Department of Applied Mathematics and Statistics, Johns Hopkins University, Baltimore, MD 21218, USA.
Department of Mathematics and Computer Science, College of the Holy Cross, Worcester, MA 01610, USA.
Math Biosci. 2023 Feb;356:108967. doi: 10.1016/j.mbs.2023.108967. Epub 2023 Jan 14.

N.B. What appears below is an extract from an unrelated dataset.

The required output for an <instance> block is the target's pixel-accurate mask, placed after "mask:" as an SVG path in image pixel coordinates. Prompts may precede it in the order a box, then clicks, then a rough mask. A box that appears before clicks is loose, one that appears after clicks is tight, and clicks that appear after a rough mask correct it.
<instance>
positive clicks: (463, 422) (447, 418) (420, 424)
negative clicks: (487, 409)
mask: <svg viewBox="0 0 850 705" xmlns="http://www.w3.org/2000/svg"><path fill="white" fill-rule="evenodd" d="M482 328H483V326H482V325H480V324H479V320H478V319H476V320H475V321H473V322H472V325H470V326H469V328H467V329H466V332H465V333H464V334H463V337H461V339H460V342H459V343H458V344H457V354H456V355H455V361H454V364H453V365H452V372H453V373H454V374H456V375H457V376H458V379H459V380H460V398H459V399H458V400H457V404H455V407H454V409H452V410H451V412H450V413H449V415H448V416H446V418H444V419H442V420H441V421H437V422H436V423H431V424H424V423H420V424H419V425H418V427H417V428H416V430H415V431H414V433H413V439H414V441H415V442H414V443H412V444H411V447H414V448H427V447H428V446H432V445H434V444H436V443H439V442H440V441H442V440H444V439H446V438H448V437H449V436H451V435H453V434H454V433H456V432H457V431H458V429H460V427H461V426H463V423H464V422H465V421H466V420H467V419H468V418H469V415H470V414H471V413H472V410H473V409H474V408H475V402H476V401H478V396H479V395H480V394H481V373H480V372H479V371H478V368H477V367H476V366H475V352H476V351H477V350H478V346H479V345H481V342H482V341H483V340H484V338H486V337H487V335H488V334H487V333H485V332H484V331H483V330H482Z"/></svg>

As infectious diseases continue to threaten communities across the globe, people are faced with a choice to vaccinate, or not. Many factors influence this decision, such as the cost of the disease, the chance of contracting the disease, the population vaccination coverage, and the efficacy of the vaccine. While the vaccination games in which individuals decide whether to vaccinate or not based on their own interests are gaining in popularity in recent years, the vaccine imperfection has been an overlooked aspect so far. In this paper we investigate the effects of an imperfect vaccine on the outcomes of a vaccination game. We use a simple SIR compartmental model for the underlying model of disease transmission. We model the vaccine imperfection by adding vaccination at birth and maintain a possibility for the vaccinated individual to become infected. We derive explicit conditions for the existence of different Nash equilibria, the solutions of the vaccination game. The outcomes of the game depend on the complex interplay between disease transmission dynamics (the basic reproduction number), the relative cost of the infection, and the vaccine efficacy. We show that for diseases with relatively low basic reproduction numbers (smaller than about 2.62), there is a little difference between outcomes for perfect or imperfect vaccines and thus the simpler models assuming perfect vaccines are good enough. However, when the basic reproduction number is above 2.62, then, unlike in the case of a perfect vaccine, there can be multiple equilibria. Moreover, unless there is a mandatory vaccination policy in place that would push the vaccination coverage above the value of unstable Nash equilibrium, the population could eventually slip to the "do not vaccinate" state. Thus, for diseases that have relatively high basic reproduction numbers, the potential for the vaccine not being perfect should be explicitly considered in the models.
随着传染病继续在全球范围内威胁着各个社区,人们面临着是否接种疫苗的选择。许多因素影响着这个决定,例如疾病的成本、感染疾病的机会、人群疫苗接种覆盖率和疫苗的效力。虽然近年来,个人根据自己的利益决定是否接种疫苗的接种游戏越来越受欢迎,但疫苗的不完美性迄今为止一直被忽视。在本文中,我们研究了不完美疫苗对接种游戏结果的影响。我们使用简单的 SIR compartmental 模型作为疾病传播的基本模型。我们通过在出生时接种疫苗并保持接种个体感染的可能性来模拟疫苗的不完美性。我们推导出了不同纳什均衡(接种游戏的解)存在的显式条件。游戏的结果取决于疾病传播动态(基本再生数)、感染的相对成本和疫苗效力之间的复杂相互作用。我们表明,对于基本再生数相对较低(小于约 2.62)的疾病,完美或不完美疫苗的结果几乎没有差异,因此假设完美疫苗的更简单模型就足够了。然而,当基本再生数高于 2.62 时,与完美疫苗的情况不同,可能存在多个平衡点。此外,除非实施强制性疫苗接种政策,将疫苗接种覆盖率推高到不稳定纳什均衡值以上,否则人口最终可能会滑向“不接种”状态。因此,对于基本再生数相对较高的疾病,在模型中应明确考虑疫苗不完美的可能性。